Le Centre régional des Nations Unies pour la paix et le désarmement en Afrique (UNREC) et la Commission de la Communauté économique des États de l’Afrique de l’Ouest (CEDEAO) publient conjointement ce communiqué à l’issue de la visite officielle de M. Adedeji Ebo, Directeur et Adjoint au Haut Représentant pour les Affaires de Désarmement des Nations Unies (UNODA), au siège de la CEDEAO à Abuja, au Nigéria. Pour rappel, l’UNREC est le centre régional de l’UNODA pour l’Afrique.
Cette visite a réaffirmé le soutien indéfectible des Nations Unies aux mécanismes régionaux en faveur de la paix, de la sécurité, du développement et du contrôle des armements en Afrique de l’Ouest. Elle marque une étape importante dans le renforcement de la collaboration entre l’UNODA – via l’UNREC – et la CEDEAO dans les domaines du désarmement, du contrôle des armes et des priorités régionales en matière de paix et de sécurité, en vue d’instaurer une culture de la paix.
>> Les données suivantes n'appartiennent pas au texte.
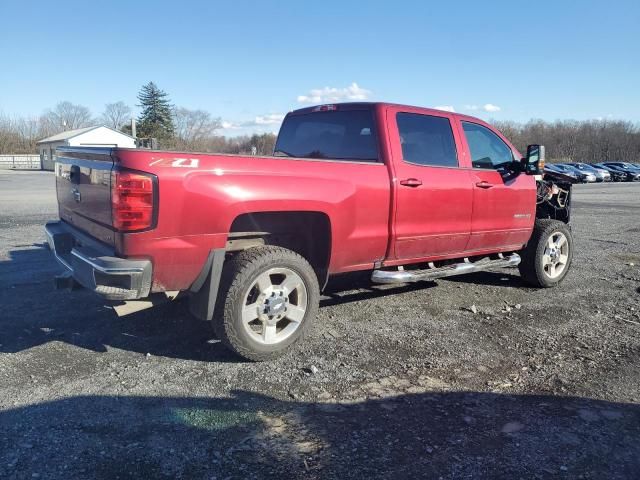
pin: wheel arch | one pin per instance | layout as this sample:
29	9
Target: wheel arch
307	233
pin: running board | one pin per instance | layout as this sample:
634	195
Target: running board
431	273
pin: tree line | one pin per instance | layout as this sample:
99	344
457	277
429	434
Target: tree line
175	128
588	141
179	128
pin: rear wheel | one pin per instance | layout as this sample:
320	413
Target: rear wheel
269	298
547	257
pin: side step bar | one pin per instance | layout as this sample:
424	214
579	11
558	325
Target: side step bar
431	273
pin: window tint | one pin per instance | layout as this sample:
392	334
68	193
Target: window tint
487	149
338	135
427	140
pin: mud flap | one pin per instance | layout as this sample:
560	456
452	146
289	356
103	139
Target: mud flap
204	291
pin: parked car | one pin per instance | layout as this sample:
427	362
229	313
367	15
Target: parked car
552	168
616	175
601	174
584	177
625	174
407	193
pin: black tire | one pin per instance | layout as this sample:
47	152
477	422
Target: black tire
238	275
532	266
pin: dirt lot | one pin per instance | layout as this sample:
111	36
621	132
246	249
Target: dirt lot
404	382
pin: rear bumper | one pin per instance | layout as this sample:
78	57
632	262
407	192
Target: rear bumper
94	266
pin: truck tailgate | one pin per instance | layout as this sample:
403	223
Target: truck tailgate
83	187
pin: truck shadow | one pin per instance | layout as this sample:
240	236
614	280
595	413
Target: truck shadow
422	435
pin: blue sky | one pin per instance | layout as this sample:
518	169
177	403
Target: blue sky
250	62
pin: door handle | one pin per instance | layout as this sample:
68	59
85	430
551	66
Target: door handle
411	182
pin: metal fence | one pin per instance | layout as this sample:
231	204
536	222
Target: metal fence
20	162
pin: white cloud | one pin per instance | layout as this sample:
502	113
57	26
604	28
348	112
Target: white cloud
260	122
446	108
490	107
271	119
332	94
487	107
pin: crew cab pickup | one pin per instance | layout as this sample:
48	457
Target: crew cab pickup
407	193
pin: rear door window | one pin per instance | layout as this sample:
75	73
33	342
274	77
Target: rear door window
427	140
335	135
488	150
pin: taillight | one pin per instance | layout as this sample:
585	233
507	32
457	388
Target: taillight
132	201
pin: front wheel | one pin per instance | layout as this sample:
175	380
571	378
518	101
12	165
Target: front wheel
269	297
547	257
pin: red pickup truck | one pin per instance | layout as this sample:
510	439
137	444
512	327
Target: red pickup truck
407	193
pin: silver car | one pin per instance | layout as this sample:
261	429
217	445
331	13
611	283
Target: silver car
600	173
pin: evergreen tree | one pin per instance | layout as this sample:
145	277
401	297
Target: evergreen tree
156	119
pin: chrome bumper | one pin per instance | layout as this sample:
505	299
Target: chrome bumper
94	266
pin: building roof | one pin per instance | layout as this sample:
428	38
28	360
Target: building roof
74	133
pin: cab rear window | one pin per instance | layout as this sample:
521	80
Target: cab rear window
334	135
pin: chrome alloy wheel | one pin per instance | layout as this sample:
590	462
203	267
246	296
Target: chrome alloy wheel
556	255
274	306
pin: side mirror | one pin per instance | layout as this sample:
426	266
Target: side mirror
533	163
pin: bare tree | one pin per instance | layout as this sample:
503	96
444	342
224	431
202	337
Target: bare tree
116	114
194	127
66	116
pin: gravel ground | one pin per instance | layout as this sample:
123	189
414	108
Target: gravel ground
403	382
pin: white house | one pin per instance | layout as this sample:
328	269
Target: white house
100	136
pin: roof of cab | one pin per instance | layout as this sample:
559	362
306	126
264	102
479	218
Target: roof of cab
363	105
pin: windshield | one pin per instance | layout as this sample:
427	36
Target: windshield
336	135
Au cours de sa visite, M. Ebo a mené des consultations stratégiques avec le Président de la CEDEAO, S.E. Dr Omar Alieu Touray, le Commissaire aux Affaires politiques, à la paix et à la sécurité, S.E. Ambassadeur Dr Abdel-Fatau Musah, ainsi qu’avec les hauts responsables du département concerné. Les discussions ont porté sur la révision du protocole d’accord CEDEAO-UNODA de 2009 afin de l’aligner sur les défis actuels de paix et de sécurité dans la sous-région. Les sujets abordés comprenaient la mise en œuvre de la Convention de la CEDEAO sur les armes légères et de petit calibre (ALPC), ainsi que les menaces persistantes et émergentes : flux illicites d’armes, engins explosifs improvisés (EEI), cybersécurité, intelligence artificielle, drones et systèmes d’armes autonomes.
La visite a également été marquée par un atelier stratégique régional conjoint UNREC–CEDEAO sur l’intégration du genre dans le contrôle des ALPC en Afrique de l’Ouest. Cet atelier visait à sensibiliser et renforcer les capacités des pays de la région pour mieux prendre en compte les enjeux spécifiques liés au genre dans la lutte contre la prolifération des ALPC, tout en encourageant la participation des jeunes.
L’UNREC et la CEDEAO ont convenu d’envisager une reconfiguration stratégique de la Division des armes légères de la CEDEAO, afin d’élargir son champ d’action au-delà des seules ALPC. Les deux parties ont réaffirmé leur engagement à renforcer les cadres et initiatives régionaux – notamment la Convention de la CEDEAO sur les ALPC, le Protocole de Nairobi, et l’initiative de l’Union africaine « Faire taire les armes » – à travers une meilleure coordination et un appui technique accru. Elles ont également convenu d’apporter une assistance ciblée aux acteurs nationaux, en utilisant les outils existants et en les adaptant aux réalités locales pour le contrôle des armes et des munitions, l’éducation au désarmement, et l’accès à des programmes de renforcement des capacités.
M. Ebo a salué le leadership de la CEDEAO en matière de promotion de la paix et du désarmement dans la région, et a réitéré l’engagement de l’UNODA à soutenir les États membres dans le renforcement de leurs capacités techniques, leurs cadres juridiques, ainsi que dans l’élaboration de politiques inclusives et fondées sur des données probantes.
En tenant compte des récents développements sécuritaires dans la région, M. Ebo et le Dr Abdel-Fatau Musah ont renouvelé leur engagement à mettre en œuvre de manière efficace la Convention de la CEDEAO sur les ALPC, notamment les dispositions relatives à la coopération transfrontalière, à l’harmonisation des législations et aux mécanismes de suivi régional. Le Dr Musah a évoqué l’expansion du terrorisme, les violences intercommunautaires et le banditisme comme des phénomènes qui justifient une intensification du contrôle des armes dans la région.
L’UNODA a exprimé sa disponibilité à soutenir, via l’UNREC, une révision de la Convention de la CEDEAO sur les ALPC pour qu’elle reflète les nouvelles menaces sécuritaires. Cela comprend notamment :
• la lutte contre le trafic de munitions,
• l’adoption du cadre mondial de gestion continue des munitions (GFA),
• la militarisation des technologies de l’information et de la communication (TIC),
• les flux d’armes facilités par le cyberespace,
• et les défis posés par les technologies émergentes dans les systèmes d’armement.
Les parties ont convenu de renforcer leurs opérations conjointes et de développer des stratégies innovantes pour intégrer le désarmement dans les agendas plus larges de consolidation de la paix et de développement durable en Afrique de l’Ouest.